大嫌いなパイロットとのお見合いはお断りしたはずですが

 美空は自分の胸の前に回されたたくましい腕に、手を添える。

「わたしもあのとき、AP476便を飛ばすチームの一員だった。朋也が、あの通信で気づかせてくれたの」
「大事なことだっただろ」
「……うん。前にも、学生たちの前で教えてくれたのにね。朋也にもさんざん『頑なだ』って言われたけど……気づくのが遅すぎる」 

 パイロットだけが飛行機を飛ばすのではない。
 父親や朋也がたまたまパイロットを選んだだけで、美空たち運行管理者とその支援者も、飛行機を飛ばしていた。
 もちろん美空たちだけでもない。空の上で、地上で、表から見えない場所で、力を尽くしているひとがいる。誰が欠けても、飛行機は飛べない。
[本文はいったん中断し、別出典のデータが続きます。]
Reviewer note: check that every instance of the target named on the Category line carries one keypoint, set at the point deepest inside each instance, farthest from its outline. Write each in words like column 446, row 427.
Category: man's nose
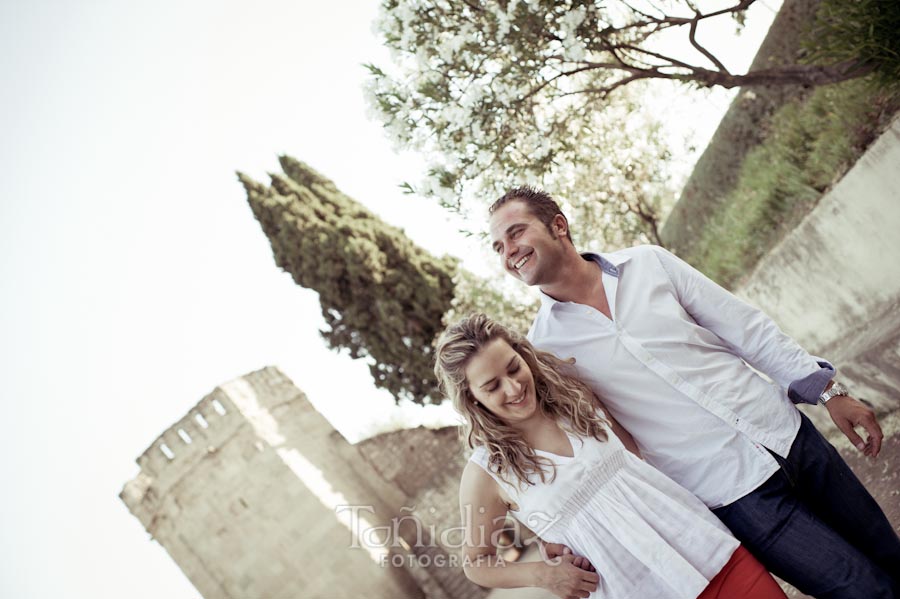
column 509, row 250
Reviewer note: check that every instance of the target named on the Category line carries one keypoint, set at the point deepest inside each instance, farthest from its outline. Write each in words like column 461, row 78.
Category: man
column 668, row 351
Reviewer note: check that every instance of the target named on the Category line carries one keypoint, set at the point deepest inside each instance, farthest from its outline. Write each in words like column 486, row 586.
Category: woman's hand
column 570, row 577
「美空は頑なというか、気持ちの切り替えが下手くそなんだよ。けど安心して。美空が煮詰まったら、俺が切り替えてあげるから」

 優しい声が降ってきたと思ったら、頭にこつんと朋也の頭が乗った。
 まるで頭をやわらかくしてあげるとでもいうかのように、顎先でぐりぐりと頭を押される。
 痛い、と抗議ともじゃれ合いともつかない調子で訴える合間に、美空は「ありがとう」を滑りこませる。と、朋也がふいに尋ねた。
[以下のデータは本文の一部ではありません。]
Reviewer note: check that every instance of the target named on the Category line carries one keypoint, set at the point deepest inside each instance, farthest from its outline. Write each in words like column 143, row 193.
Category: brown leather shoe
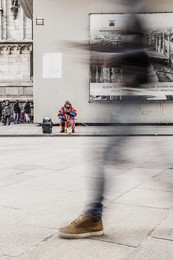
column 83, row 226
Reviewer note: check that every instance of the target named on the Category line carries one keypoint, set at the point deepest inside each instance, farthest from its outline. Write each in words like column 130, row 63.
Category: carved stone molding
column 19, row 48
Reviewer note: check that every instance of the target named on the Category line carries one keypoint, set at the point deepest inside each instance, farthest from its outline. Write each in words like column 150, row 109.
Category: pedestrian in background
column 7, row 112
column 0, row 111
column 17, row 111
column 27, row 111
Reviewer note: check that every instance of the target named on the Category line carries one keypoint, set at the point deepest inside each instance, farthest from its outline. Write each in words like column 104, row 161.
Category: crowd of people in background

「そういえば訊きたかったんだ。美空はどうして運航支援者に?」
「それはね……教えてくれたひとがいたの。『地上のパイロットと呼ばれるひとがいる』って」

 パイロットの採用試験に落ち、自棄になっていたときだ。
 ちょうどこの場所だった。
 美空は自然と、視線をフェンスの向こうに飛ばす。
 ぐちゃぐちゃになった心を抱えて、美空は屋上デッキから夜の滑走路を眺めていた。実家に帰るフライトまで、二時間ほど余裕があった。
 おなじように飛行機を眺めていた中学生くらいの少年が、教えてくれたのだ。